Thursday, January 17, 2008

How effective is your medication....REALLY?

The New York Times today reports that drug researchers are more likely to publish data reporting positive effects of medications than they are negative ones. Here's the full story for any of you who are interested.

http://www.nytimes.com/2008/01/17/health/17depress.html?_r=1&th&emc=th&oref=slogin

This disturbs me. My graduate school program taught me that ANY outcome, positive, negative, or neutral, is significant to consider and report to colleagues. In the pharmaceutical industry, it would seem to me that recognizing that a medication is not as effective, in the development stage, would save money in the long run. There is always time to go back to the drawing board and build a better mousetrap.
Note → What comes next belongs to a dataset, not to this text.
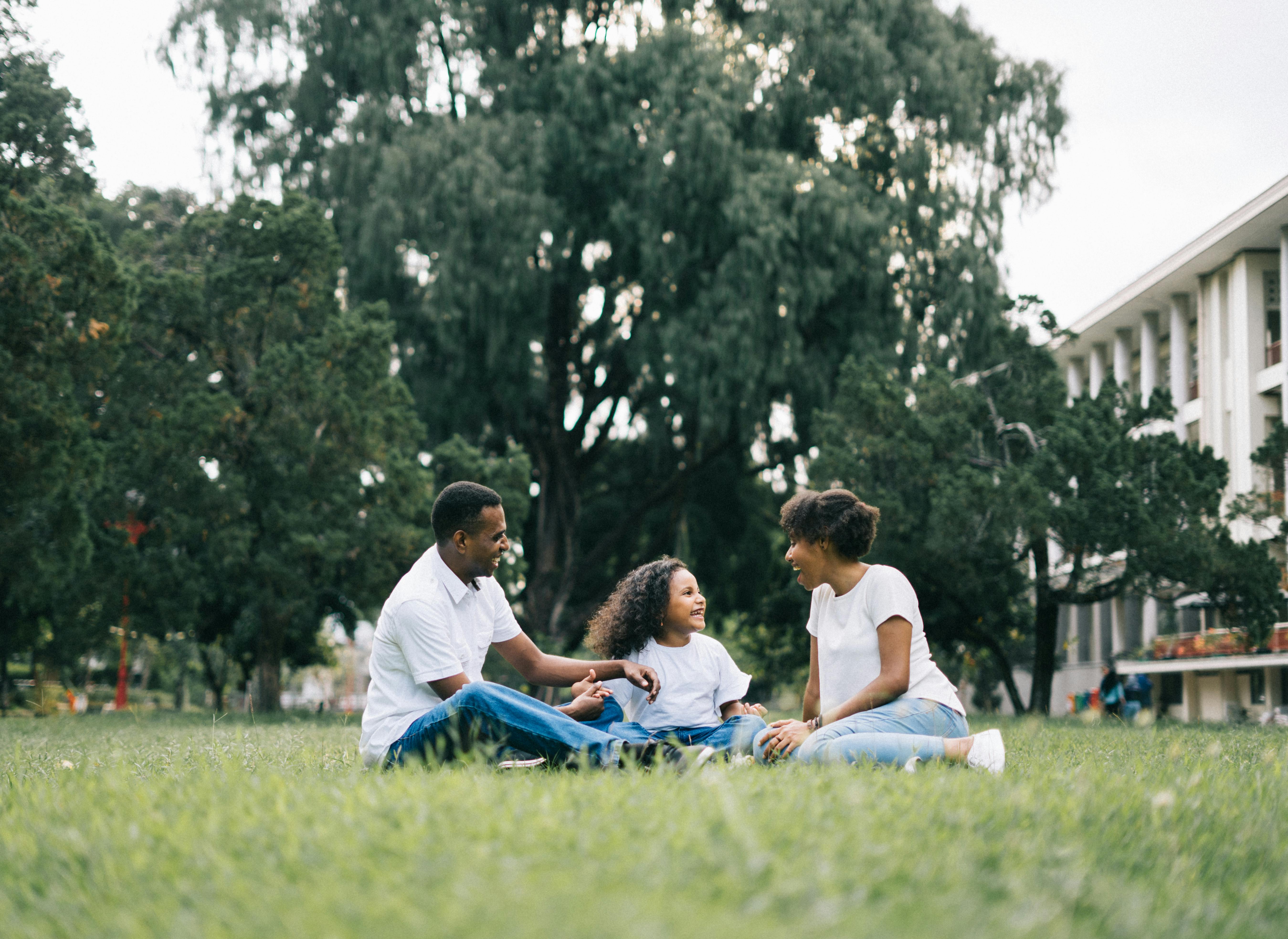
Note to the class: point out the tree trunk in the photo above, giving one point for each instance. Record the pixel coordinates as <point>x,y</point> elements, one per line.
<point>1013,692</point>
<point>269,677</point>
<point>216,678</point>
<point>1046,617</point>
Is it only me who gets tired of turning on the news and hearing that a medication was recalled for side effects/problems that could have been headed off with a little patience and integrity on the front end?

Understanding why a medication isn't effective should be challenging scientists to better understand the brain and develop medications that are effective.
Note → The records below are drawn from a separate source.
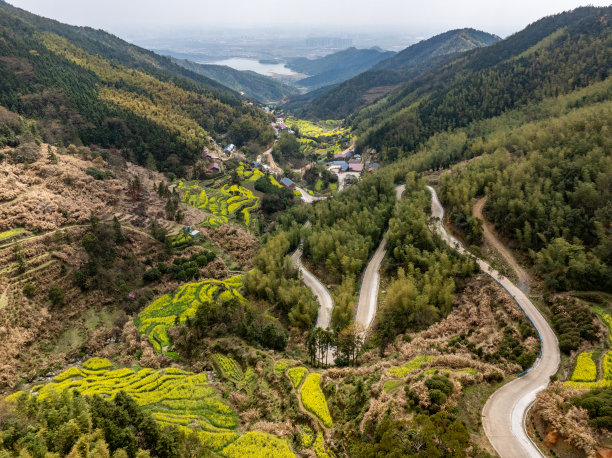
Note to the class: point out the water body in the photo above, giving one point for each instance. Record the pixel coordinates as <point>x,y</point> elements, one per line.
<point>268,69</point>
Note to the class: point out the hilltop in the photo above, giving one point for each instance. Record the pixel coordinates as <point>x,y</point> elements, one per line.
<point>389,74</point>
<point>89,87</point>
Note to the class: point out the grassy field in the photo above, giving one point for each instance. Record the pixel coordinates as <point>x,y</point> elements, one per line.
<point>228,204</point>
<point>314,399</point>
<point>171,309</point>
<point>412,365</point>
<point>584,375</point>
<point>174,398</point>
<point>321,137</point>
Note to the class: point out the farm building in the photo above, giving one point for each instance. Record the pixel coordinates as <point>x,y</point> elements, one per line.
<point>342,156</point>
<point>213,168</point>
<point>209,155</point>
<point>287,183</point>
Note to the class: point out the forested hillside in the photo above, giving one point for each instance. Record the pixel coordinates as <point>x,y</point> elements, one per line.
<point>338,67</point>
<point>548,188</point>
<point>88,87</point>
<point>260,87</point>
<point>553,56</point>
<point>389,74</point>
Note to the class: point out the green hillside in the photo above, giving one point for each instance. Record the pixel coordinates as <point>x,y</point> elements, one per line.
<point>88,87</point>
<point>337,67</point>
<point>391,73</point>
<point>553,56</point>
<point>259,87</point>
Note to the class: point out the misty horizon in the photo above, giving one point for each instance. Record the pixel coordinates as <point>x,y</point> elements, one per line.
<point>189,18</point>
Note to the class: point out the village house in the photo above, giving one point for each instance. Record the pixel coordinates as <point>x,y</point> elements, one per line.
<point>287,183</point>
<point>213,168</point>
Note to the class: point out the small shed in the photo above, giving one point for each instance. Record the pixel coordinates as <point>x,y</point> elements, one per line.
<point>213,168</point>
<point>287,183</point>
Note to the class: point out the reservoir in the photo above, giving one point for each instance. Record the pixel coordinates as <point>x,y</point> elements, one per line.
<point>254,65</point>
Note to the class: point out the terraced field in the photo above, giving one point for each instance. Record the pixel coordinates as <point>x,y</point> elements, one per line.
<point>173,397</point>
<point>229,203</point>
<point>321,137</point>
<point>584,376</point>
<point>171,309</point>
<point>314,399</point>
<point>8,234</point>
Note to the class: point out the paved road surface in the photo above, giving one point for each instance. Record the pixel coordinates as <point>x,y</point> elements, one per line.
<point>275,168</point>
<point>326,304</point>
<point>307,198</point>
<point>503,416</point>
<point>368,296</point>
<point>490,236</point>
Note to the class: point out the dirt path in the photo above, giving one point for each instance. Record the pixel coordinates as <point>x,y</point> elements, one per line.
<point>272,163</point>
<point>491,238</point>
<point>368,295</point>
<point>503,416</point>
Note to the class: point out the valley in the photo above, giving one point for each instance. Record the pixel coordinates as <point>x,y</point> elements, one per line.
<point>389,254</point>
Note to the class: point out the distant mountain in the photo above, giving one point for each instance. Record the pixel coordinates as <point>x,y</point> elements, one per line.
<point>338,67</point>
<point>551,57</point>
<point>88,86</point>
<point>252,84</point>
<point>450,42</point>
<point>391,73</point>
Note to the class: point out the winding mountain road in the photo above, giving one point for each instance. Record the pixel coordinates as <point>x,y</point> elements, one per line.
<point>326,304</point>
<point>491,238</point>
<point>368,296</point>
<point>503,416</point>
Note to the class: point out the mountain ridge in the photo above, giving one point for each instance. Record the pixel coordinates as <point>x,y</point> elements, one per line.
<point>399,69</point>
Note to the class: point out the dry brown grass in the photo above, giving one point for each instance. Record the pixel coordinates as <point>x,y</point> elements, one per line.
<point>551,407</point>
<point>472,314</point>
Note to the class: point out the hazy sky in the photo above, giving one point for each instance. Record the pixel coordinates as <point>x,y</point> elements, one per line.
<point>419,16</point>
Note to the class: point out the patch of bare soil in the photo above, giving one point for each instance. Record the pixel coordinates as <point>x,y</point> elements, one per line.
<point>479,316</point>
<point>239,244</point>
<point>491,238</point>
<point>565,431</point>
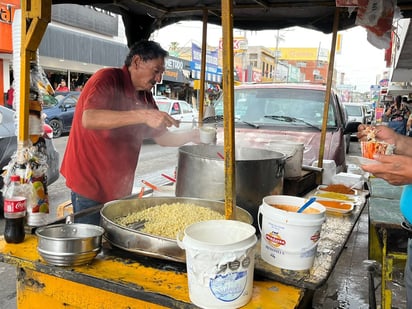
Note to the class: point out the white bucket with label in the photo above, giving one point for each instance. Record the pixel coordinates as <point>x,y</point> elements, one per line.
<point>220,258</point>
<point>289,239</point>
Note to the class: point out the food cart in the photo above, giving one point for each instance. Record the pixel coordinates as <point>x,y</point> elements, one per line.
<point>116,278</point>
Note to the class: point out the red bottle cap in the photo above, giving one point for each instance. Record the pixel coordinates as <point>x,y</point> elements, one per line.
<point>15,178</point>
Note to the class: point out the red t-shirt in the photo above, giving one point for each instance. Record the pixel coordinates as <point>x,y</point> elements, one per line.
<point>100,164</point>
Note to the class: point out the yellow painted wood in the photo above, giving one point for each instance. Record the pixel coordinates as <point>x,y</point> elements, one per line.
<point>327,96</point>
<point>36,14</point>
<point>39,291</point>
<point>41,283</point>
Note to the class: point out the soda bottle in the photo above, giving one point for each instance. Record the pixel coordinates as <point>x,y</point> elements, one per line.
<point>14,211</point>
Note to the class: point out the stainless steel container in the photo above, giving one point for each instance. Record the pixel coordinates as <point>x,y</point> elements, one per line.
<point>259,172</point>
<point>69,244</point>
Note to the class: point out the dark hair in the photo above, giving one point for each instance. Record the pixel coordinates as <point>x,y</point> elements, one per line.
<point>147,50</point>
<point>398,101</point>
In mental health, especially, it can be dangerous to convince someone with depression, bipolar disorder, or schizophrenia, that a medication that they are taking is more likely to help them than it really is. Self-destructive behaviors, not to mention suicide and homicide, hurt more than just the person taking the ineffective medication.

I understand that medications cannot even be developed if there is not a way to pay for the cost of research, development, production, and distribution. But c'mon, colleagues, aren't we also in this work, at least a little bit, to perform a public service? Isn't the better public service to steer people away from nonproductive choices (including medications that are not likely to help) and challenging ourselves to find newer, better options that can truly make a difference? Even if it it means exercising humility and admitting we may not have gotten it right the first time?

Thomas Edison had to go back to the lab many times before he successfully created an invention as simple as a light bulb that actually worked. To think we can always develop a medication that positively impacts something as awesome and complex as the human brain, on the very first try, well, I don't know about you, but I prefer humility.

A little slower pace in the development stage to be sure our talents are actually helping people (those with mental health diagnoses) who can have a hard time finding advocates who take them and their safety seriously...is not just an ethical issue. Even for those concerned mainly with with profits, proactive thinking can prevent having to spend money on recalls and litigation, improving profitability in the long run.